When Nevada's Comstock silver boom of the mid-19th century fueled ever-greater expansion in the San Francisco economy, the peninsula’s seemingly inexhaustible resources stood ready. The area's attractions remained largely agricultural, however, but for coastal resorts and retreats that sprung up here and there along the Central Coast. The most extreme example of Central Coast resort building is, of course, Fred Swanton's Brighton-style casino up the road in Santa Cruz, where the famous roller coaster continues to do its thing.
It was the Depression and the Dust Bowl of the 1930s that brought a new wave of immigration to the Monterey Peninsula. "Okies" from the drought-stricken South and Midwest came by the tens of thousands to pick lettuce and other crops and to work in the sardine canneries.
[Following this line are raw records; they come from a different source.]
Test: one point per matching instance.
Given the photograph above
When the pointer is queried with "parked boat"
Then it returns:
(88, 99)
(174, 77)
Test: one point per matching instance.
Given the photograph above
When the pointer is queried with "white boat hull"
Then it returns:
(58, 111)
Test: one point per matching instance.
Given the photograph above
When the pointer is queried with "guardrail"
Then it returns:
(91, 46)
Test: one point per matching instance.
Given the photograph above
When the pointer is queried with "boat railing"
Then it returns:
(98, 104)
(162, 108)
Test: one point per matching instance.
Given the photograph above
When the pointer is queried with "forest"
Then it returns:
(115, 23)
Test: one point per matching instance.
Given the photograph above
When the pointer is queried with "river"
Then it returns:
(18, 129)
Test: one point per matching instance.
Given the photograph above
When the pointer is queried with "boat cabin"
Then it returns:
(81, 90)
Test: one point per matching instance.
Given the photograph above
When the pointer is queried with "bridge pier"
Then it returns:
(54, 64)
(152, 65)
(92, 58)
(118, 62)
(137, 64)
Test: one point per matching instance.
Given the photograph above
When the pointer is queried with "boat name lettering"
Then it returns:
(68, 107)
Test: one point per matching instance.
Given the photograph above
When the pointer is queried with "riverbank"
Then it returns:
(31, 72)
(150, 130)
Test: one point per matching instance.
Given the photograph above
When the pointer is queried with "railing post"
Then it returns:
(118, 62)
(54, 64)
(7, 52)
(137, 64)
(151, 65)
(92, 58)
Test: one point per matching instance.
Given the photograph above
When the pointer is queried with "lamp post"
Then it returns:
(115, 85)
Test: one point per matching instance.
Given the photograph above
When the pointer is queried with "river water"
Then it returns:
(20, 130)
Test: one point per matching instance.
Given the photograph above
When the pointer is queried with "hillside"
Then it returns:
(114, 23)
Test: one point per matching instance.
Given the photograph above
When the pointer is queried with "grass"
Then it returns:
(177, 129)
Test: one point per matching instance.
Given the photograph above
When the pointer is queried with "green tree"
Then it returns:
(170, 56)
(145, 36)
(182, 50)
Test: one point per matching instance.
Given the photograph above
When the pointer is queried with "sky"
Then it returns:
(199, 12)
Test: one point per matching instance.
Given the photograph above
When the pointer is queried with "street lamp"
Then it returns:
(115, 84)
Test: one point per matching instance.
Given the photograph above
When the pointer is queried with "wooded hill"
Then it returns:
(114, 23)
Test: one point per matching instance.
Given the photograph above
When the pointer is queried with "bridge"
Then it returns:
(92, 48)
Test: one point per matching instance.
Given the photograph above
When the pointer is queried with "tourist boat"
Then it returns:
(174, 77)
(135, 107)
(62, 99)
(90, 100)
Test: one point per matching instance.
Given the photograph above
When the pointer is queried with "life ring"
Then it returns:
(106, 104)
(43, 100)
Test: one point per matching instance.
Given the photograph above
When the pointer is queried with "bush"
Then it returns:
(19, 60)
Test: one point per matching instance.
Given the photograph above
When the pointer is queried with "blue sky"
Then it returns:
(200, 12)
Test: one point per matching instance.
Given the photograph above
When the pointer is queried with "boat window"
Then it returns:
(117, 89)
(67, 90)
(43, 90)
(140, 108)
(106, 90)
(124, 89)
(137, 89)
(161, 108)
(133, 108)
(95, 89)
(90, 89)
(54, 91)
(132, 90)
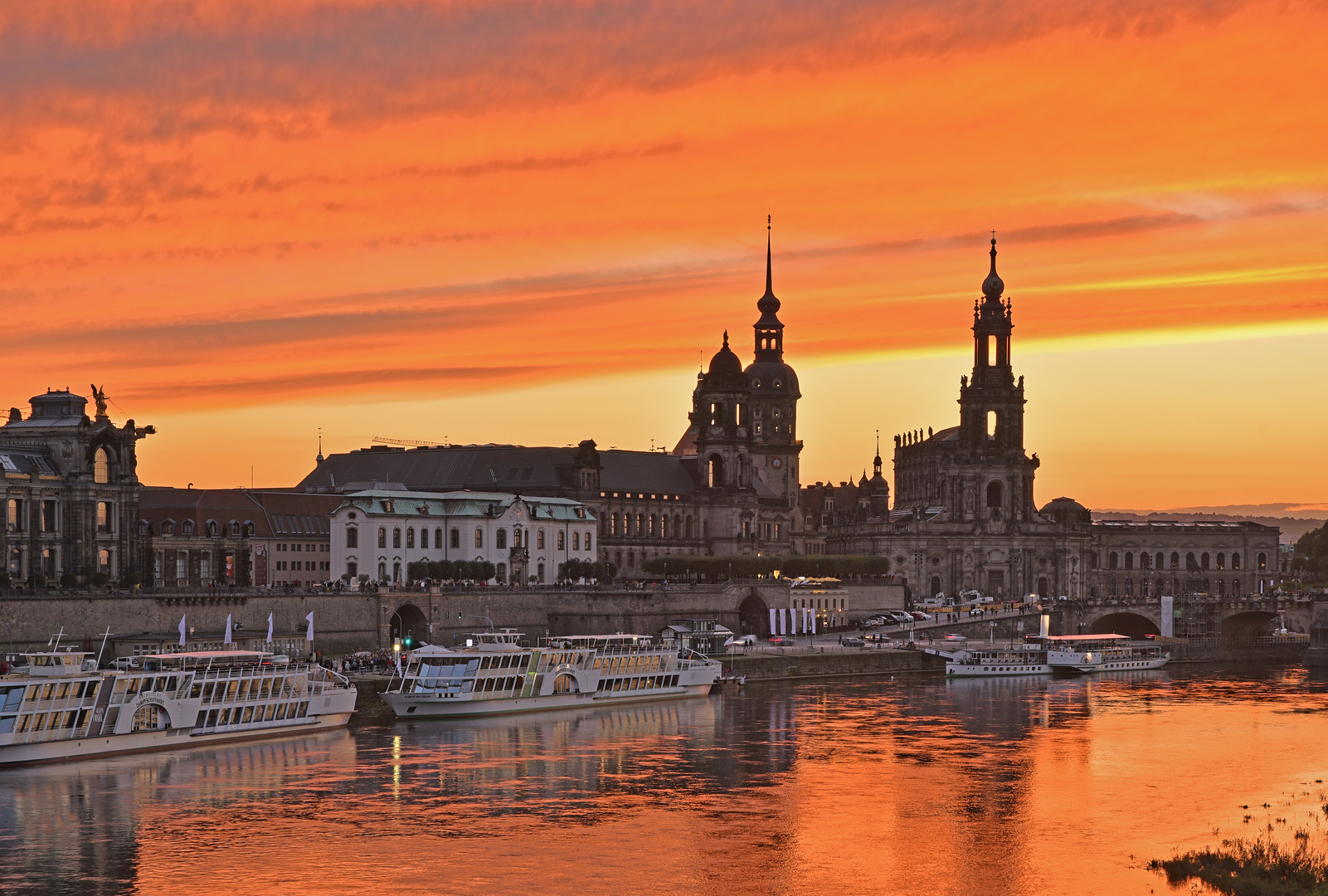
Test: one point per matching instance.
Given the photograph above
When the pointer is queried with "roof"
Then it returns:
(460, 504)
(508, 469)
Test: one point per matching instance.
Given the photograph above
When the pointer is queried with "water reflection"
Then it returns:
(975, 786)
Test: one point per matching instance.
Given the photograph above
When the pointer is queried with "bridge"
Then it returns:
(1193, 615)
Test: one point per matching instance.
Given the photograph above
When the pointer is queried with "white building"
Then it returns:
(377, 533)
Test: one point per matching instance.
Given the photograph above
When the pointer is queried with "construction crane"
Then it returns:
(409, 441)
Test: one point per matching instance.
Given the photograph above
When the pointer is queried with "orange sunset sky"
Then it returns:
(528, 222)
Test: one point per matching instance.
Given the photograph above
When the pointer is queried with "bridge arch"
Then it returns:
(755, 616)
(1251, 623)
(1131, 624)
(409, 621)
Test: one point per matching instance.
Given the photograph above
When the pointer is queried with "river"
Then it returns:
(914, 785)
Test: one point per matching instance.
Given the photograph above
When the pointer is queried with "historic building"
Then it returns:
(965, 515)
(729, 486)
(71, 491)
(377, 534)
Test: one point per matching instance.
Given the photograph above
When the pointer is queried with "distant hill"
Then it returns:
(1294, 519)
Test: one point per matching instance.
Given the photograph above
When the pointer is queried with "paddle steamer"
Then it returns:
(61, 707)
(494, 674)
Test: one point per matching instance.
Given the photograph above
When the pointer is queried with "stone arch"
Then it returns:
(1131, 624)
(755, 617)
(409, 621)
(1251, 623)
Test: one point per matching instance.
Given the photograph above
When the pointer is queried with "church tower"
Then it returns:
(775, 400)
(991, 413)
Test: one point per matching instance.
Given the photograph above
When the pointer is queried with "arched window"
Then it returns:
(716, 471)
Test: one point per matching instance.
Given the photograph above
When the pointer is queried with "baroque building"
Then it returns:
(71, 491)
(965, 517)
(729, 486)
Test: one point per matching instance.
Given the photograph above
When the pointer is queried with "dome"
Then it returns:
(1067, 511)
(725, 363)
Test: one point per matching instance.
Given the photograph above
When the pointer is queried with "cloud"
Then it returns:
(163, 71)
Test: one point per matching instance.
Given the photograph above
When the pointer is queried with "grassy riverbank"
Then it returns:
(1251, 867)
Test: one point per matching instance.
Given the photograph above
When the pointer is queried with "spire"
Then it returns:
(994, 285)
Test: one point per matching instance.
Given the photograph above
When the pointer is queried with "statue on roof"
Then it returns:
(99, 395)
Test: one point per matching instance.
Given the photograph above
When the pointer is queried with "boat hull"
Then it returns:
(439, 707)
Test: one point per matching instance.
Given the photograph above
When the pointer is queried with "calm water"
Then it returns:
(863, 786)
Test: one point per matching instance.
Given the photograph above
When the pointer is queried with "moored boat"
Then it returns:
(61, 707)
(495, 674)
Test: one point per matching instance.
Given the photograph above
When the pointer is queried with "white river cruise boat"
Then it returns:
(61, 707)
(497, 674)
(1080, 654)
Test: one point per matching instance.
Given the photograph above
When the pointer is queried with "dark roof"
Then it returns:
(499, 468)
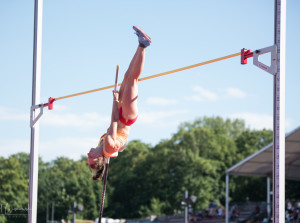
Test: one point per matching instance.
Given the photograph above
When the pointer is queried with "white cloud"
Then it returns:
(85, 120)
(12, 146)
(72, 148)
(254, 120)
(161, 101)
(13, 115)
(235, 92)
(203, 94)
(159, 117)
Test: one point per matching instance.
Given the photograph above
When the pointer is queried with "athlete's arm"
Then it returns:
(110, 141)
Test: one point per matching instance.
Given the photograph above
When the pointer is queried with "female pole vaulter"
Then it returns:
(124, 111)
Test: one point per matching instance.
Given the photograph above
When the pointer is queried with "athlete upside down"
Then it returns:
(124, 111)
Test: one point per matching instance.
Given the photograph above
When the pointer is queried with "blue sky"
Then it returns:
(83, 41)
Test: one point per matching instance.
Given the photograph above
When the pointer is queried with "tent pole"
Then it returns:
(279, 113)
(268, 198)
(36, 73)
(227, 198)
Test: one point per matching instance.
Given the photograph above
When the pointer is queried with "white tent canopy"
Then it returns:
(261, 164)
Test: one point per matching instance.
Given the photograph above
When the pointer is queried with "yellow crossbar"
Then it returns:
(153, 76)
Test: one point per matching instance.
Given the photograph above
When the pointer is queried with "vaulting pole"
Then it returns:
(37, 55)
(279, 114)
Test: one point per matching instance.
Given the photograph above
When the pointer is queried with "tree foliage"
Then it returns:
(145, 179)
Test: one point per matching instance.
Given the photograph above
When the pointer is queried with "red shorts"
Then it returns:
(126, 121)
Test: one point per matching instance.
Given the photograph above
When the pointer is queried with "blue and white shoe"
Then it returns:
(144, 39)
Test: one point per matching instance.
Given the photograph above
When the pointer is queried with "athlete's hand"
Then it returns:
(116, 95)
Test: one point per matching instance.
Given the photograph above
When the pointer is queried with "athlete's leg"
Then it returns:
(129, 90)
(130, 69)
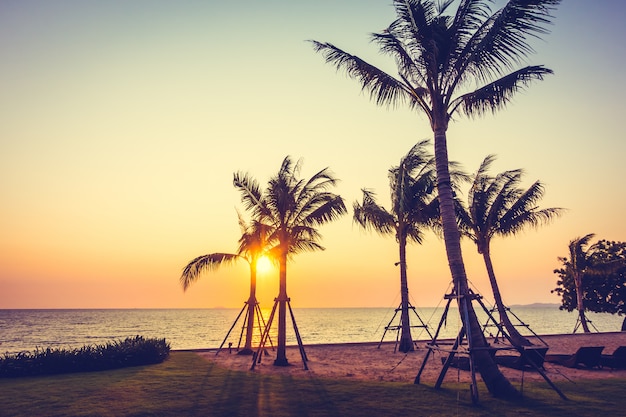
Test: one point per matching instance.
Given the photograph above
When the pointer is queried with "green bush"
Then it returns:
(133, 351)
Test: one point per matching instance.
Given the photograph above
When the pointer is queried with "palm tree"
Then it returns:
(251, 248)
(413, 205)
(497, 206)
(440, 60)
(292, 208)
(578, 263)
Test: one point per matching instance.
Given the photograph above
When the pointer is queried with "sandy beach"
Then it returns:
(365, 361)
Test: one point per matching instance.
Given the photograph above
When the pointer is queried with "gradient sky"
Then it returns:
(122, 123)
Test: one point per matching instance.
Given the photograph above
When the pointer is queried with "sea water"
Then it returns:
(27, 330)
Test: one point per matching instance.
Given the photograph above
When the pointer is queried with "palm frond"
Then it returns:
(373, 217)
(494, 96)
(502, 40)
(205, 263)
(382, 87)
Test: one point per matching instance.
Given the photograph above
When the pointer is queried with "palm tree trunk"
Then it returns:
(247, 350)
(496, 382)
(579, 301)
(515, 335)
(281, 351)
(406, 341)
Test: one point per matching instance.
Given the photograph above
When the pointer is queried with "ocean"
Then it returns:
(26, 330)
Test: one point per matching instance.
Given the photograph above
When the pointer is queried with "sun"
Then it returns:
(263, 265)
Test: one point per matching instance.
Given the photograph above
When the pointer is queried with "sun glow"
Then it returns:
(263, 265)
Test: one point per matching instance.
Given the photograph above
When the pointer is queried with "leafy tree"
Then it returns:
(251, 248)
(440, 60)
(593, 279)
(498, 206)
(414, 206)
(292, 209)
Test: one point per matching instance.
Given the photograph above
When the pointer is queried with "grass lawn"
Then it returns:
(187, 385)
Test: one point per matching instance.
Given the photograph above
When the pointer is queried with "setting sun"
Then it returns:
(263, 265)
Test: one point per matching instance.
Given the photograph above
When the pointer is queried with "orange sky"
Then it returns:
(121, 125)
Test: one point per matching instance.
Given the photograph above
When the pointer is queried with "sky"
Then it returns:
(122, 123)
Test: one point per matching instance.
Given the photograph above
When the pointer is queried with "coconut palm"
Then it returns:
(578, 264)
(251, 248)
(441, 59)
(497, 206)
(292, 208)
(414, 206)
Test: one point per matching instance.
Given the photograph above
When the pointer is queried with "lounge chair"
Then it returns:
(522, 362)
(616, 360)
(588, 356)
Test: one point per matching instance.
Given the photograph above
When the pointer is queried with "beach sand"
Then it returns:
(365, 361)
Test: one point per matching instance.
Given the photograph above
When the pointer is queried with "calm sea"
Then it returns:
(26, 330)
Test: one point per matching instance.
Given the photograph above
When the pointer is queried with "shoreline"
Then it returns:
(365, 361)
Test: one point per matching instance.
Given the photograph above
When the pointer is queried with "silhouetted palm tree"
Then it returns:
(251, 248)
(292, 208)
(497, 206)
(414, 206)
(578, 262)
(440, 60)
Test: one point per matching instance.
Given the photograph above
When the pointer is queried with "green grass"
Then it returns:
(187, 385)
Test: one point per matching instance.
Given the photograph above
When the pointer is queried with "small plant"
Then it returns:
(133, 351)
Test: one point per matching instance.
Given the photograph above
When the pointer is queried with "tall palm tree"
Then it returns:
(578, 263)
(440, 60)
(292, 208)
(497, 206)
(414, 205)
(251, 248)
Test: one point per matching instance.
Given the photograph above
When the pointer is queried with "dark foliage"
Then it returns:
(133, 351)
(603, 280)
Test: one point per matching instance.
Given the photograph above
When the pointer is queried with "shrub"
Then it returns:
(133, 351)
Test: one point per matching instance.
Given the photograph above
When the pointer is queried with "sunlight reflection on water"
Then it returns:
(206, 328)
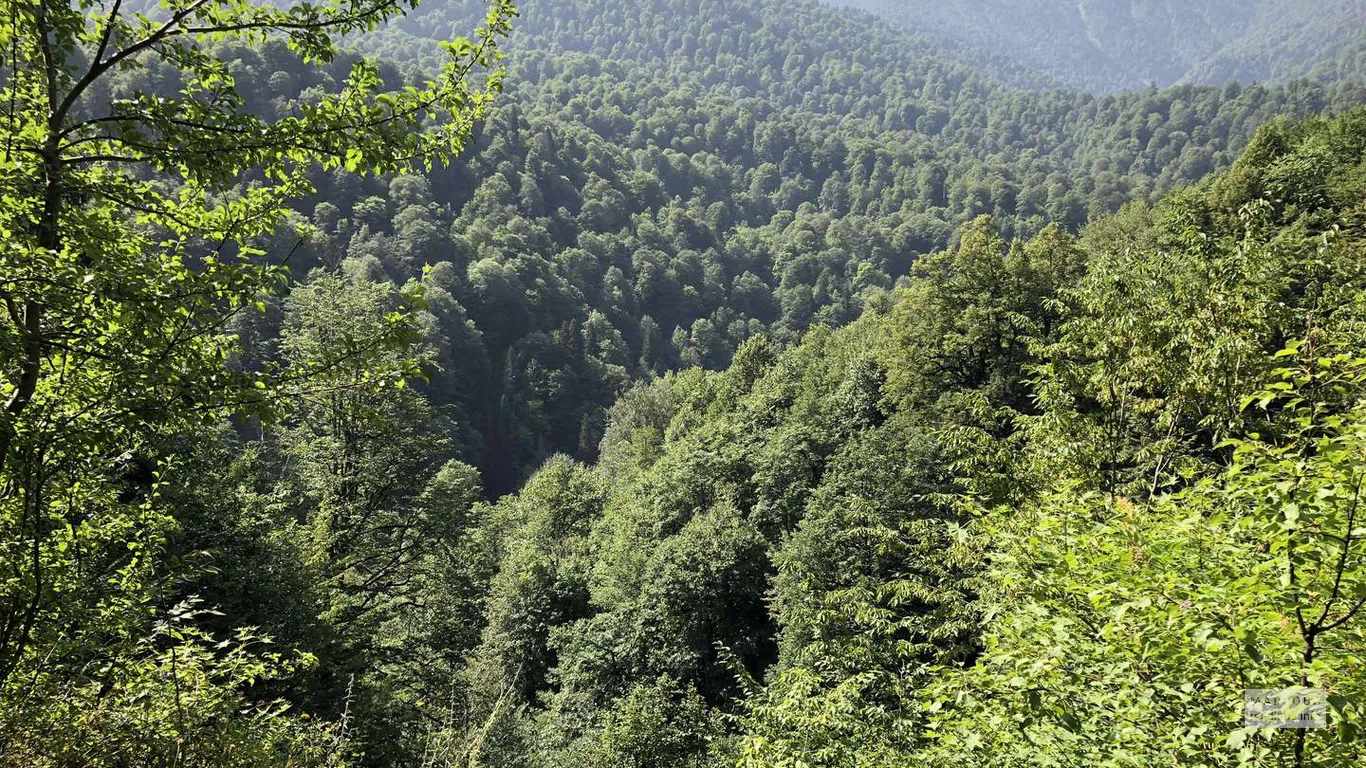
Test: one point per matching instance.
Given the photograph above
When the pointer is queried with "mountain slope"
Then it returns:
(667, 179)
(1124, 44)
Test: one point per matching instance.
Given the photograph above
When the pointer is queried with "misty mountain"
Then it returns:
(1105, 45)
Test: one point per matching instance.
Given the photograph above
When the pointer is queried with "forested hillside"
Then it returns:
(665, 179)
(1105, 45)
(1036, 507)
(705, 383)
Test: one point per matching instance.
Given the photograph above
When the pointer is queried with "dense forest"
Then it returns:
(664, 181)
(638, 383)
(1128, 44)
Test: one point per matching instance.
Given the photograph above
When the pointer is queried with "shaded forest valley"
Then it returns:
(642, 383)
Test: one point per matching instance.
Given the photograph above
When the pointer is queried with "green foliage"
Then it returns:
(1105, 45)
(138, 189)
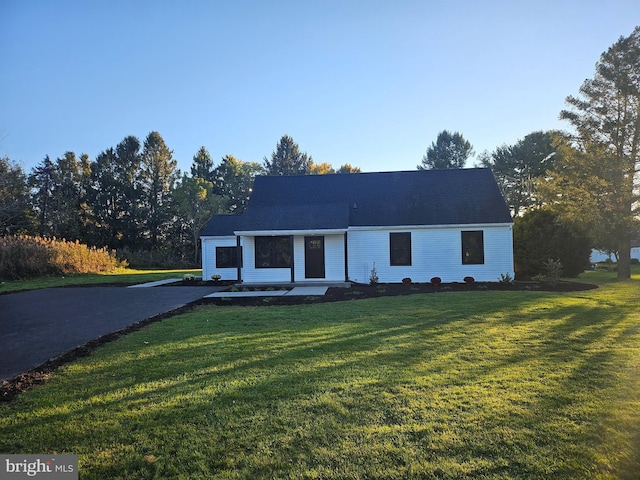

Their travails are part of the pre-war picture glimpsed in
Cannery Row,
Grapes of Wrath,
East of Eden,
Tortilla Flat, and other John Steinbeck classics.
Steinbeck was hardly the only cultural figure attracted by the beauty, silence and seclusion of the Central Coast. A century before, Richard Henry Dana and Robert Lewis Stevenson (who patterned the coastline of Treasure Island after those of Carmel Bay and
Point Lobos) had settled there. Jack London, Isadora Duncan, Henry Miller, Ansel Adams, Edward Weston and Jack Kerouac all lived in the area at various times. Something in the fog air of the coast has had an attraction for spiritualists and self-development movements, as well. Theosophical Society founder Madame Blavatsky was followed, in later years, by the
Esalen Institute, the Tassajara Zen Center, hippies, New Ageists, and many others centered in Big Sur to the south of Carmel.
The city of Carmel proper was established in 1904 as an artist’s colony. At the time, the area was well off the beaten path and the seclusion, as well as the scenic land- and seascapes were deemed ideal by the early colonists. Through the years and the onslaught of tourists, Carmel has maintained its rustic quality, successfully keeping both street addresses and chain stores from within its city limits. It has also proven a refuge, not only for artists who work in oils and bronze, but also for the celluloid variety. The former Hollywood denizens who now call Carmel home include Kim Novak, Doris Day, and Clint Eastwood, who served as the town’s mayor in the 1980s and ‘90s.
Carmel Orientation
Located on the Pacific Coast of central California, Carmel is south of Monterey Bay. Carmel is 120 miles south of San Francisco, 70 miles south of San Jose, 350 miles north of Los Angeles and 26 miles north of Big Sur.